- Genre: Game show
- Presented by: Dermot O'Leary
- Narrated by: Brian Blessed
- Country of origin: United Kingdom
- Original language: English
- No. of series: 1
- No. of episodes: 6

Production
- Production location: Pinewood Studios
- Running time: 60 minutes
- Production company: Youngest Media

Original release
- Network: ITV
- Release: 2 February – 9 March 2019

= Small Fortune =

Small Fortune is a British game show which aired on ITV between 2 February and 9 March 2019.

== Gameplay ==
Teams of three contestants are tasked with completing dexterity-intensive challenges taking place within miniature scale models of real-world locations. The nominated contestant is allowed only one attempt, with each completed challenge adding a maximum of £50,000 to a jackpot. The contestant is allowed one free practice attempt, but each additional attempt deducts 10% from the round's pot.

Whichever team wins the best of five challenges must play one more challenge to claim the jackpot. All team members who complete their respective challenge are eligible to attempt the final challenge; as before, each contestant receives one free practice and one attempt at the challenge (with each additional practice deducting 10% from the total jackpot).

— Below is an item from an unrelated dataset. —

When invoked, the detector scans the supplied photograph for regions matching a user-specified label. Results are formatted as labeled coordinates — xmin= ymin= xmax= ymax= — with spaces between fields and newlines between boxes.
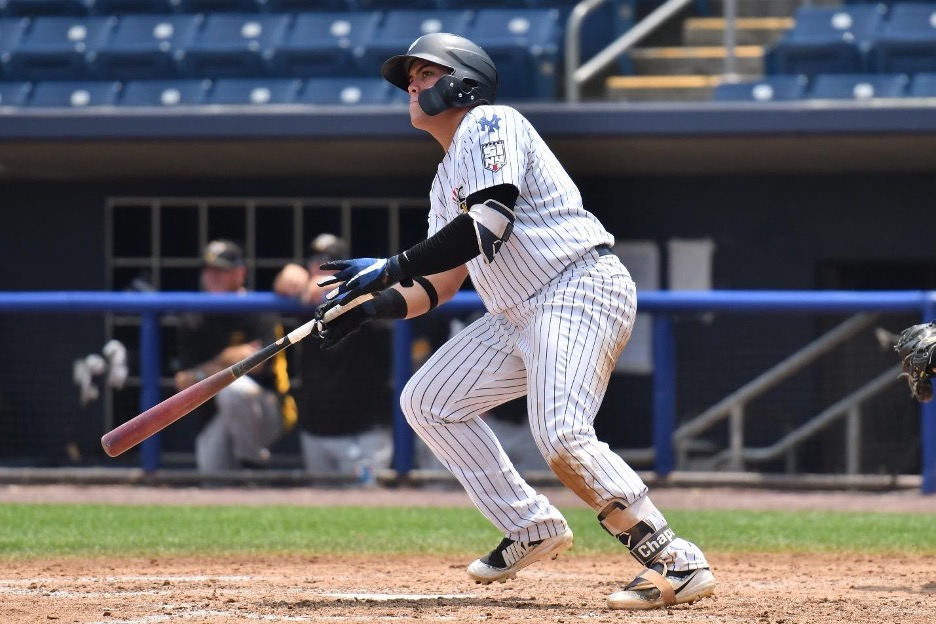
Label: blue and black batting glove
xmin=318 ymin=256 xmax=405 ymax=304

== International adaptations ==
On 3 April 2019, NBC ordered an American version of Small Fortune, co-produced by Universal Television Alternative. On 23 June 2020, NBC announced that actor and comedian Lil Rel Howery would host and executive produce, with production beginning in late 2020. It premiered on 31 May 2021 and ended on 19 July 2021.

On 16 January 2020, the format was sold to South Korea's TVN, with a four-episode order.